M.-P. K. : Notre suivi des publications scientifiques et nos rencontres avec des industriels se focalisent notamment sur les 10 candidats les plus avancés actuellement en essais cliniques de phase III. Ils sont chinois, américains ou européens.
Si les technologies – souvent appelées plates-formes – utilisées dans ces différents projets ne sont pas les mêmes, ce qui implique que la nature du vaccin obtenu sera différente, le principe reste identique : il s’agit d’injecter tout ou partie du virus afin de générer une réponse immunitaire protectrice. Si le vaccin est efficace, notre système immunitaire va reconnaître ce corps étranger et produire des anticorps et des cellules T « tueuses », ce qui lui permettra de réagir rapidement s’il se retrouve en contact avec le « vrai » virus, empêchant sa prolifération et donc la maladie.

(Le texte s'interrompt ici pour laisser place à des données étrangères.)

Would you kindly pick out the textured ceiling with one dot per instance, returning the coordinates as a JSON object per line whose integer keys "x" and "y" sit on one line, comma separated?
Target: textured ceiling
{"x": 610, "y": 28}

Sur les dix candidats vaccins testés en phase III, trois sont basés sur un virus inactivé, c’est-à-dire qu’ils contiennent le coronavirus SARS-CoV-2, qui a été traité par des substances chimiques pour lui faire perdre sa capacité à se reproduire. Ces vaccins sont développés par des industries et universités chinoises.
Deux autres des candidats les plus avancés, développés aux États-Unis et en Europe, ont recours au matériel génétique du SARS-CoV-2 : l’ARN. Celui-ci est utilisé pour produire les protéines qui serviront notamment à construire de nouvelles particules virales. L’idée est d’injecter un fragment de l’ARN du SARS-CoV-2 dans nos cellules. Celles-ci produiront certaines protéines du coronavirus que notre système immunitaire reconnaîtra, provoquant une réponse immunitaire. Désormais « éduqué », le système immunitaire réagira lorsqu’il rencontrera le virus entier.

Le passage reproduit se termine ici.